David Benjamin has been on board now and got his feet well underneath it. And we're doing a really great job. I think the work that he and the team are doing with Canada, which is another currency we have to deal with. We're ramping really well in Canada. I'm excited about what we're doing there with David and team. So, I feel good about the international overall. The giving side of the UK market is something we'll just have to keep an eye on and see how that affects us.

M
Mike Gianoni
President & CEO

Yeah. We've done a great job with leadership recruiting and our international business sales headcount ramp up is under way, has been there as well. And we think there is a big opportunity there. Sales execution has gone well in our international business.

Operator

We will move on to our next question from Mr. Mark Schappel of Benchmark. Please go ahead. Your line is open.

M
Mark Schappel
Benchmark

Hi. Thank you for taking my question. Mike, with respect to the new faith-based solution, could you go into a little bit more detail what you believe are some of the differentiators of your solution? And also with respect to that solution, maybe just give us a few details on some of the early pilots that you're currently conducting and what you're seeing with some of the feedback has been?

M
Mike Gianoni
President & CEO

Sure. So the differentiator is a single cloud platform for these institutions. As I mentioned earlier, in most cases, they have an opportunity to replace 12,15 software products from 12 vendors to 15 vendors. So, you think about operating an institution, where you have to log in to 12 different user experiences. Each of those platforms, probably have very light weight or any integration. All 12 of those platforms have different reporting engines. And you can't aggregate data unless you build a separate reporting engine that aggregates data. These institutions don't have an IT shop that can do that.

So with us, it's one log on to run the whole business, if you will, all integrated. So, you can do things like create a dashboard report and connect the data points across the institution, pretty unique. Also you have one vendor with a roadmap that has a significant investment in the platform and it's a modern, mobile intuitive platform and it includes all the components of running a church, facilities to day care, the financials, fundraising in an integrated platform as opposed to signing up with 12 or 15 different vendors. I mean it's a completely different platform. And it's a modern platform and is stable and scalable.
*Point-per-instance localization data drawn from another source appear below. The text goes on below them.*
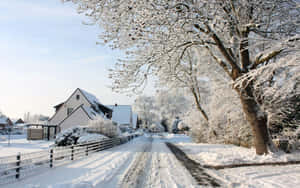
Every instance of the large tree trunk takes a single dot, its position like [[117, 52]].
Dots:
[[258, 121]]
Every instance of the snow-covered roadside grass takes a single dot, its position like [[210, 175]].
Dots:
[[19, 143], [221, 154], [252, 177]]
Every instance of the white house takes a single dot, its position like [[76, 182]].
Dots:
[[123, 115], [78, 109]]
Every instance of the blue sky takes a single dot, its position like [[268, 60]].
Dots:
[[46, 53]]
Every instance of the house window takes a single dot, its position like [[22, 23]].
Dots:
[[69, 111]]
And some of these smaller vendors are a handful of employees. So, there is a massive difference in what we've done and what the experience has been with the early adopters. And we have many, many clients who have signed contracts here and are in the backlog. They go live and we've got quite a few live. And in early adopter platform, we just been kind of using the system every day, providing our engineering team with feedback. And like I said, we'll announce general availability in a couple of months.

Operator

It appears there are no further questions at this time. I'd like to turn the conference back to Mr. Mike Gianoni for any additional or closing remarks.

M
Mike Gianoni
President & CEO

Thanks, operator. I'll just close the call by saying, I'm pleased with our execution through the second quarter and year-to-date '19. Our aim is still to deliver digital transformation across the social good community in all the markets we serve. I'm really excited about our progress across the board with the advancement of Church Management platform, our higher ed platform and the addition of YourCause. All these represent significant growth opportunities for us for a long time. These investments will ultimately create lasting value for our customers, employees and shareholders.

Tony and I look forward to updating you guys on our progress on the next call. Thanks everyone. Have a good day.

Operator

Ladies and gentlemen, this concludes today's conference call. Thank you for your participation. You may now disconnect.